Provisions for income taxes, uncertain tax positions and related contingent liabilities
The Group operates in certain countries where the application of tax rules to complex transactions is sometimes open to interpretation, both by the Group and taxation authorities. Tax systems, regulations and enforcement processes also have varying stages of development creating uncertainty regarding application of tax law and interpretation of tax treatments. The Group is also subject to regular tax audits in the countries where it operates. When there is uncertainty over whether the taxation authority will accept a specific tax treatment under the local tax law, that tax treatment is considered uncertain. The resolution of tax positions taken by the Group, through negotiations with relevant tax authorities or through litigation, can take several years to complete and, in some cases, it is difficult to predict the ultimate outcome. Therefore, Management’s estimate is required to determine provisions for taxes.

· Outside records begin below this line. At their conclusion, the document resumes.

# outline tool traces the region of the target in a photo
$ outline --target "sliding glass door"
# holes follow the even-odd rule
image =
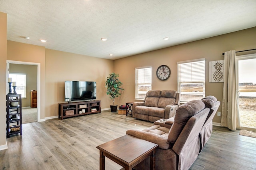
[[[241,126],[256,129],[256,54],[236,58]]]

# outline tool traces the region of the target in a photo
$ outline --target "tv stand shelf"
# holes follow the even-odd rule
[[[100,100],[59,103],[59,118],[101,113]]]

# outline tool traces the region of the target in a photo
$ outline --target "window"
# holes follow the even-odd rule
[[[146,94],[151,90],[151,66],[135,68],[135,98],[144,99]]]
[[[26,98],[26,81],[27,75],[26,74],[9,73],[9,77],[12,78],[12,82],[16,82],[16,92],[21,94],[22,98]]]
[[[201,100],[205,94],[205,59],[177,62],[180,102]]]

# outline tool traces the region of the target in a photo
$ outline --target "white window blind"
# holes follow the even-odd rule
[[[144,99],[146,94],[151,90],[151,66],[135,68],[135,98]]]
[[[180,102],[201,100],[205,94],[205,59],[177,62]]]
[[[17,94],[21,94],[22,98],[26,98],[27,74],[23,73],[9,73],[9,77],[12,78],[12,82],[16,82],[15,91]]]

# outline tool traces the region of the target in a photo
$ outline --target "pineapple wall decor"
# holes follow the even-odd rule
[[[209,82],[220,83],[224,82],[224,60],[209,62]]]

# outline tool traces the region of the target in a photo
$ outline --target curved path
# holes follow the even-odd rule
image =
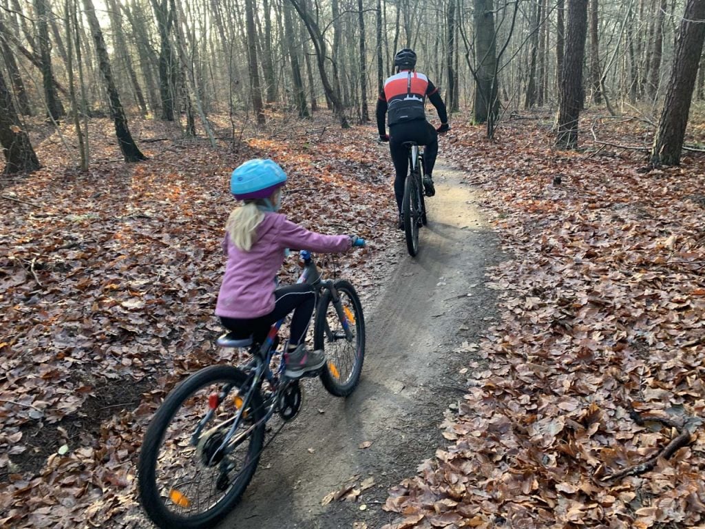
[[[245,498],[220,528],[372,529],[393,519],[381,509],[389,487],[443,445],[438,425],[462,397],[459,370],[472,353],[453,351],[478,341],[494,316],[484,274],[499,250],[463,176],[443,166],[436,171],[419,255],[410,257],[403,246],[388,288],[365,315],[357,389],[338,399],[319,381],[306,381],[300,415],[265,451]],[[369,478],[374,485],[356,501],[321,504],[326,494]]]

Uncertain tax positions are assessed and reviewed by management at the end of each reporting period. Liabilities are recorded for tax positions that are determined by management as more likely than not to result in additional taxes being levied if the positions were to be challenged by the tax authorities. The assessment relies on estimates and assumptions and may involve a series of judgments about future events. These judgments are based on the interpretation of tax laws that have been enacted or substantively enacted by the end of the reporting period, and any known court or other rulings on such issues. Liabilities for penalties, interest and taxes are recognized based on management’s best estimate of the expenditure required to settle the obligations at the end of the reporting period. Management’s best estimate of the amount to be provided is determined by their judgment and, in some cases, reports from independent experts. Further details can be found in note 21, 29 and 34.
Impairment of trade and other receivables
The Group applies the IFRS 9 simplified approach to measuring expected credit losses (ECL) which uses a lifetime expected loss allowance for all trade receivables. The estimated ECL are calculated based on actual credit loss experience over a period that, per business, countries and type of customers, is considered statistically relevant and representative of the specific characteristics of the underlying credit risk.

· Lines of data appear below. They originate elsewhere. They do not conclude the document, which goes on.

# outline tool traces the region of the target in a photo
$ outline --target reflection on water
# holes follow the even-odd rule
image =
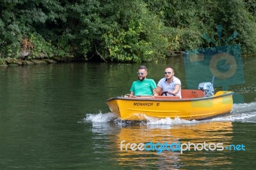
[[[181,58],[172,58],[157,65],[141,64],[148,68],[148,77],[156,82],[163,77],[166,65],[173,66],[186,88],[182,62]],[[138,64],[0,68],[0,169],[254,167],[255,62],[255,58],[244,58],[244,84],[230,87],[244,98],[244,104],[234,105],[230,114],[200,121],[148,119],[136,124],[124,124],[117,119],[109,112],[106,100],[129,93]],[[122,140],[243,143],[246,150],[193,150],[182,154],[121,151]]]

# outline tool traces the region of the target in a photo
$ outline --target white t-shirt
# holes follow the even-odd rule
[[[180,86],[180,89],[179,90],[178,93],[176,94],[176,96],[180,97],[181,98],[180,95],[180,89],[181,89],[181,83],[180,79],[173,76],[173,79],[171,83],[168,84],[167,82],[166,78],[164,77],[161,79],[157,83],[157,86],[162,88],[163,91],[173,91],[176,84],[179,84]],[[167,93],[168,96],[172,96],[172,94]]]

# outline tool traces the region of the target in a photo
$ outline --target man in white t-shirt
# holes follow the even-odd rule
[[[167,66],[164,70],[164,77],[157,83],[154,95],[158,95],[161,89],[167,96],[179,96],[181,98],[181,83],[180,79],[174,76],[174,70],[171,66]],[[160,94],[161,95],[161,94]]]

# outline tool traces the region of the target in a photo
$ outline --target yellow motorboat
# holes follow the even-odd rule
[[[125,95],[109,98],[106,103],[111,112],[123,120],[144,120],[148,117],[202,120],[229,113],[233,106],[233,93],[219,91],[207,95],[203,89],[182,89],[181,98]]]

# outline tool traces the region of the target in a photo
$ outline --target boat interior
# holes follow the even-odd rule
[[[161,91],[159,93],[159,96],[154,97],[156,98],[163,98],[163,99],[175,99],[175,98],[180,98],[178,96],[165,96],[165,95],[161,95],[163,93],[163,91]],[[202,98],[204,97],[205,95],[204,94],[204,91],[200,90],[200,89],[181,89],[181,98]],[[134,96],[131,96],[131,98],[137,98],[137,97],[150,97],[152,98],[152,97],[149,96],[138,96],[138,97],[134,97]]]

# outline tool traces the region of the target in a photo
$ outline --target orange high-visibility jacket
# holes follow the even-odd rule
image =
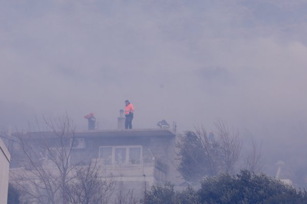
[[[133,114],[134,111],[134,107],[131,103],[129,103],[125,106],[125,115],[128,115],[129,112]]]

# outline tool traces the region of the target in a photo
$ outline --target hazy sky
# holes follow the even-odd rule
[[[306,11],[305,0],[0,0],[1,126],[67,112],[85,129],[93,112],[113,129],[128,99],[135,128],[210,130],[220,118],[268,146],[299,131],[307,145]]]

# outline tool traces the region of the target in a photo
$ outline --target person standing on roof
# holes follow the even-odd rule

Using the practical expedient that is allowed by the standard, the Group has established provision matrices that are based on its historical credit loss experience for the previous years, adjusted for non-recurring events and for forward-looking factors per country which incorporate several macroeconomic elements such as the countries’ GDP and unemployment rates. The expected loss rates are reviewed annually, or when there is a significant change in external factors potentially impacting credit risk, and are updated where management’s expectations of credit losses change.
Generally, trade receivables are written-off if past due for more than one year and are not subject to enforcement activity under credit risk.
Quantitative and qualitative disclosures about market risk
The Group is exposed to a variety of risks in the ordinary course of the business, including, but not limited to, foreign currency risk, interest rate risk on other financial assets and securities price risk on other financial assets. The Group regularly assesses each of these risks to minimize any adverse effects on our business as a result of those factors. For discussion and sensitivity analyses of the exposure to these risks, see Note 33.